Wer einst meinen Norwegen-Blog verfolgte weiß, dass ich eigentlich überzeugter Rema-1000-Kunde bin. Der Preis ist heiß und gerade in Norwegen hat man nichts zu verschenken. In dem Moment, als ich all die vertrauten Produkte in den Regalen sah, war das jedoch vergessen: Norvegia Käse (schmeckt nach nix), Brun ost (aka Braunkäse) oder Rekesalat (Krabbensalat) - es gab kein Halten mehr. Außerdem sind Supermarktkassen in Norwegen immer ein Quell des Frohsinns für mich, weil das der einzige Ort ist, an dem ich mich seit jeher als Einheimischer fühle. Interessanterweise arbeiten da immer sehr hübsche und freundliche Kassiererinnen, mit denen ich hervorragend auf Norwegisch parliere. Gut, die Konversationen sind nicht sonderlich tiefschürfend. Möchte ich eine Tüte? Nein. Kann ich mit Karte zahlen? Ja. Möchtest du die Quittung? Vielleicht. Tschüss, schönen Tag noch. Aber es sind ja die kleinen Dinge, an denen man sich erfreuen muss.

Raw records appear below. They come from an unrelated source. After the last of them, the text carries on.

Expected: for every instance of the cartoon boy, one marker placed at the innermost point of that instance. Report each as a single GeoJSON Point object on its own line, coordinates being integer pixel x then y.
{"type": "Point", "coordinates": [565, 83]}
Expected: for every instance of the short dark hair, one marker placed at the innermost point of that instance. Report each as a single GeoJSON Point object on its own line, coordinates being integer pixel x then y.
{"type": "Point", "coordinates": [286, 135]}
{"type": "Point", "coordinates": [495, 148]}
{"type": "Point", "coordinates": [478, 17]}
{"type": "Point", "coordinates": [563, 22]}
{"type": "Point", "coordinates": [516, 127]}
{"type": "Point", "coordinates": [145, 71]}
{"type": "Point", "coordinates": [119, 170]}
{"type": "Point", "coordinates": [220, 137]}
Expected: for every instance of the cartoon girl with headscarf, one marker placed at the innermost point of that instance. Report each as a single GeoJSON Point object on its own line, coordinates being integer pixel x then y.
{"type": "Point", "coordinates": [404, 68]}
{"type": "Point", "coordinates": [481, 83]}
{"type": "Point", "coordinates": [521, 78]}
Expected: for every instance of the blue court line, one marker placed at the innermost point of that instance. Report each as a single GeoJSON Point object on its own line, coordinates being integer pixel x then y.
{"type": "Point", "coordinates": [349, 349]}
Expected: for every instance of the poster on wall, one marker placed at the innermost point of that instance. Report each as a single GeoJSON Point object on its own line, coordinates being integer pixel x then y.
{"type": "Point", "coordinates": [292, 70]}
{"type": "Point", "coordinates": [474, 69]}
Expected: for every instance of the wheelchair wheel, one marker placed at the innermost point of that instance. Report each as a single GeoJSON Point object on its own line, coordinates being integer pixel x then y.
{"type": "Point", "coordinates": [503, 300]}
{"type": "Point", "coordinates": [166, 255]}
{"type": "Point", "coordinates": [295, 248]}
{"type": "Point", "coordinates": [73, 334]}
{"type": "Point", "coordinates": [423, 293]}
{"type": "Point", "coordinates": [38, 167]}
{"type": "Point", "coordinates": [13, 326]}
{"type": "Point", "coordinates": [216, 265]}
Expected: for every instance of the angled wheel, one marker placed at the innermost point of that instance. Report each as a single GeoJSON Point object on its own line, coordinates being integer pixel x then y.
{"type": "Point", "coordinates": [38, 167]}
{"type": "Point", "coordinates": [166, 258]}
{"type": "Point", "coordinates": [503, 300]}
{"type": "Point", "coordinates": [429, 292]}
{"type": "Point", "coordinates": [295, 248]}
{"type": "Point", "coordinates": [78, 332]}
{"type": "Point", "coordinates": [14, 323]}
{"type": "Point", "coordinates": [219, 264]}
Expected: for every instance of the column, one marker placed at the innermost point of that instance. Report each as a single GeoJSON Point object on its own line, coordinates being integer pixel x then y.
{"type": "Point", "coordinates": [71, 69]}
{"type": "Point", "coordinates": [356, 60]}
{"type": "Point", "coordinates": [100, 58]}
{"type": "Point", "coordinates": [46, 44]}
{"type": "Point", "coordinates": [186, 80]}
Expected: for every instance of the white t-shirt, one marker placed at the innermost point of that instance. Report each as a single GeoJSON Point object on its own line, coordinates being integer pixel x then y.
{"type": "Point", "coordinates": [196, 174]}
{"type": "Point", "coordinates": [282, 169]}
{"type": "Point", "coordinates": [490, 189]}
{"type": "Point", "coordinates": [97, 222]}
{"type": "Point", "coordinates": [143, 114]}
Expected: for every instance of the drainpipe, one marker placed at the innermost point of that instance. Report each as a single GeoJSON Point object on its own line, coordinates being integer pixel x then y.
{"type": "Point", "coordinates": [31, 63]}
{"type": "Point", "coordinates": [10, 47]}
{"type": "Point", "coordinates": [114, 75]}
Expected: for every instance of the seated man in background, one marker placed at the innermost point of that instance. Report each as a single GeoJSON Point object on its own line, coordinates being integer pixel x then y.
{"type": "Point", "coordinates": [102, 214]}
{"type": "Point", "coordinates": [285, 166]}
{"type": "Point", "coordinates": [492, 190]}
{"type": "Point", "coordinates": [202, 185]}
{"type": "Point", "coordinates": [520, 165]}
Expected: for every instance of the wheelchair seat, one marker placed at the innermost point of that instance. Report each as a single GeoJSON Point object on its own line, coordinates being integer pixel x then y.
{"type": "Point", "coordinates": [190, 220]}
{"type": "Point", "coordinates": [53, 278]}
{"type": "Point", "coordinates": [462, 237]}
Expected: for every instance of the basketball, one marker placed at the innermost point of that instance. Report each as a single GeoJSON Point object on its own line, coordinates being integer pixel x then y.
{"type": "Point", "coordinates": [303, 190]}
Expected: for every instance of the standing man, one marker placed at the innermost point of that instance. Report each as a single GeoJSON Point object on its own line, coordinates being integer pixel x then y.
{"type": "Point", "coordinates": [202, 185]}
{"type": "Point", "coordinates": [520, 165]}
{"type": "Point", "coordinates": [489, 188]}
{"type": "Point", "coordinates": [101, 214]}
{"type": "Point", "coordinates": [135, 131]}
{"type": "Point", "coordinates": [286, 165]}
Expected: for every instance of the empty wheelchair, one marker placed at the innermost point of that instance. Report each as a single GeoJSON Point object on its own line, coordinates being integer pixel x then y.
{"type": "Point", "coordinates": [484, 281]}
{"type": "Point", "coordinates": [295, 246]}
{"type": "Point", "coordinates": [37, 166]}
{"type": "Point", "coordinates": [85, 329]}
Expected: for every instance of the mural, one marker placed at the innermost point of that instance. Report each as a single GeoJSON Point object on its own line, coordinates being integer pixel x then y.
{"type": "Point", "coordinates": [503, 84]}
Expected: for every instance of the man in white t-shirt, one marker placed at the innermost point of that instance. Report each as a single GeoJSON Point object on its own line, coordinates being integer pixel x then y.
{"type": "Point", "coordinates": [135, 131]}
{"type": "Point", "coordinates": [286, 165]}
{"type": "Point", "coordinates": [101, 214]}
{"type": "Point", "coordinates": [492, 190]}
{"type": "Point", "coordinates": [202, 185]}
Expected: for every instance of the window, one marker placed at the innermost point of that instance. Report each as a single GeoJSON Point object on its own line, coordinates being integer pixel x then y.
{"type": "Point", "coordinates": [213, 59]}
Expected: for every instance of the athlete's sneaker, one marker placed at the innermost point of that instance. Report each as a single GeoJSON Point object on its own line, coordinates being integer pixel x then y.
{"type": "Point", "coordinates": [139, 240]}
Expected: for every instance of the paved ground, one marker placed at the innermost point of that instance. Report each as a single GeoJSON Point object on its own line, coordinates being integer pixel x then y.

Den Nachmittag spazierte ich an der Küste von Bodøsjøen entlang. Dort gibt es ein kleines Freilichtmuseum, dessen Gelände öffentlich zugänglich ist. Zugleich hat man dort einen schönen Blick auf den Saltfjord und die schneebedeckten Berge, die sich am gegenüberliegenden Ufer auftürmen. Die tiefstehende Sonne und die rasch vorbeiziehenden Wolken ergaben zusammen eine tolle Lichtstimmung. So hatte ich mir das vorgestellt und ich beneidete die Bewohner der umliegenden Häuser, die aus ihren modernen Wohnungen mit den großen Glasfronten dieses Schauspiel jeden Tag aufs Neue bewundern konnten.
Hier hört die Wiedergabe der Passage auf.